No, nothing so interesting. I was called into a room, and politely but very coldly asked about the purpose of my visit. When I said to meet friends and family, they asked me to name 3 cities of the US of A. Huh? But this was fun; I wondered if I was suddenly on the sets of a Millionaire show. I toyed with asking the lady if I could use a lifeline and phone-a-friend. But my inner guide told me that this was not a good time to joke.
Next she asked me to open my bags, which had magically arrived in the room through a hatch. I opened them, and she pounced on my sitar notation book, and a folder with some of my papers. The sitar notation book she looked at closely, and asked me what code this was. I said no code, just music notes (from our faiu-thousand year tradition, I should have added). She asked me why the folder said Yoga Institute, Santa Cruz, Mumbai. First I had to explain to her that there was a Santa Cruz in Mumbai too. She looked totally unbelieving.

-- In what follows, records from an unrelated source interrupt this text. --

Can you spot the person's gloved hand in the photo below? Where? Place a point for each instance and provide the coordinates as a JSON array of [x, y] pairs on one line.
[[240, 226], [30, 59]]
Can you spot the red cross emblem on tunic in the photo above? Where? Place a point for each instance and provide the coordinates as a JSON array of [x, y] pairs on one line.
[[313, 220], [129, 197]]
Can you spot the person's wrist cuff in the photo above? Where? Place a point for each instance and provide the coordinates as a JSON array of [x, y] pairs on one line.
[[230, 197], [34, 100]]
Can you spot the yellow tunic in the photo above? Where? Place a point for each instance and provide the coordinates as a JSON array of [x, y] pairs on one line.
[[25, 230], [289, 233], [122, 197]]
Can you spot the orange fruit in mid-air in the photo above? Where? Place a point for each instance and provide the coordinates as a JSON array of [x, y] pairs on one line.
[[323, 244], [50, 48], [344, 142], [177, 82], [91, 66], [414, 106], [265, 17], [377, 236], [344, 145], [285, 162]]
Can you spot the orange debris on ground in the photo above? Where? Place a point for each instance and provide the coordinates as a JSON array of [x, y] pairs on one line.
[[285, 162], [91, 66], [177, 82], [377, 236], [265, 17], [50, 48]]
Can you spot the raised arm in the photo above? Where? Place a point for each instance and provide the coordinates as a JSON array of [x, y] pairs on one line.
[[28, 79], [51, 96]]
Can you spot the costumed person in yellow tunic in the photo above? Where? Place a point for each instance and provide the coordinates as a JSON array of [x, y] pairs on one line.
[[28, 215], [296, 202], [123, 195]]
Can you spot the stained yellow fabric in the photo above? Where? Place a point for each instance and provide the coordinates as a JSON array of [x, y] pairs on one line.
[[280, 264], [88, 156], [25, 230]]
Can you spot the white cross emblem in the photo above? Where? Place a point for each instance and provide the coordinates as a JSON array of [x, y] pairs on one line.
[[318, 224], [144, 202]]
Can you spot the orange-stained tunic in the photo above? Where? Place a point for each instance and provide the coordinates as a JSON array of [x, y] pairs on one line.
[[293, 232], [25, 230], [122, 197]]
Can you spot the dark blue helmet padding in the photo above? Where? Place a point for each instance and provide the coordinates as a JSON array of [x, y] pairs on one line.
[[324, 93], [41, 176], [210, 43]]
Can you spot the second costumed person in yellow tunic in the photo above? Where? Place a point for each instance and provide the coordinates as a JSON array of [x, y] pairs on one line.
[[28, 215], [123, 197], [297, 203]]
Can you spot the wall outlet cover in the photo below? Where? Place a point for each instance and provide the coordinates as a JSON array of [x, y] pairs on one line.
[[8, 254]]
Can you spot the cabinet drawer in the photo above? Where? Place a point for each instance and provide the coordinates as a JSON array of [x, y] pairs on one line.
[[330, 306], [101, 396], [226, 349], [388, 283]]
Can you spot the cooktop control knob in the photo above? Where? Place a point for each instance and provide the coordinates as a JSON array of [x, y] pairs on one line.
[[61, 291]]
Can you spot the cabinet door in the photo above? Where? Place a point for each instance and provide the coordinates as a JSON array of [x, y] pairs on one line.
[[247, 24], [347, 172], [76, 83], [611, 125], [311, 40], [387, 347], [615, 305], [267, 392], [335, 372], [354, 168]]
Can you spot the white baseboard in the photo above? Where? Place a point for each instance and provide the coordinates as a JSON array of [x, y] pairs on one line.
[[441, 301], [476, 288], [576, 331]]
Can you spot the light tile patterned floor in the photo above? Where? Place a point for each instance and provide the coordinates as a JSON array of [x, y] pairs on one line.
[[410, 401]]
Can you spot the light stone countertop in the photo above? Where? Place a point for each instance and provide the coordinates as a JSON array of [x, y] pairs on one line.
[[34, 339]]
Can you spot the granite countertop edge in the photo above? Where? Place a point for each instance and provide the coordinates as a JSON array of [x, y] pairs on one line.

This was when she decided to take the phone-a-friend option and called in another woman. This woman too looked like one of those check-out girl at a big US food store counter – same level of intelligence, but a little scarier in the black uniform.
Picking my folder (which just happened to be a nice sturdy folder that I used to keep my travel insurance policy and papers to show that I had property in India, for just this kind of encounter) and my poor sitar book, she said: “Are you going to use these to teach seetar and yoguh and earn dollars in the US?” I had to control my grin – I just said, “Lady, if you heard me play and saw my stiff attempts at touching my toes, you wouldn’t have asked me this.”
Then one of them pounced on something in my bag. I had taken for an American friend, a steel masala dabba – the one with the 7 little compartments. She opened it, peered into it, took out the sections, and asked me what this was for. I was so sorely tempted to say – oh we pack this with gunpowder and dynamite and then hurl it at buildings. But of course I said no such thing. When I told them what it was, one of them gave me a small smile, and said ‘Neat’!
Aapla masalyacha dabba had suddenly disarmed these girls so much, that I thought we were going to all three get cosy and start playing house-house right there.
Anyway, they decided that I was harmless. I was waved through to my waiting friends.

3 comments:

Mathangi said...

House-house? HAHAHAHAHAHAHAH! Hilarious. Although these days people are cautioned not to make jokes at all :).

dipali said...

It can be very unnerving, especially if you have to catch another flight:(
Each time I hear of public property being destroyed I can feel my blood pressure shoot up, and I feel that everyone involved should be jailed for a good long time. Goons. And inept politicians. Bah.

Pallavi Sharma said...

What a hilarious incident. I would have found it too difficult to not giggle at the girls.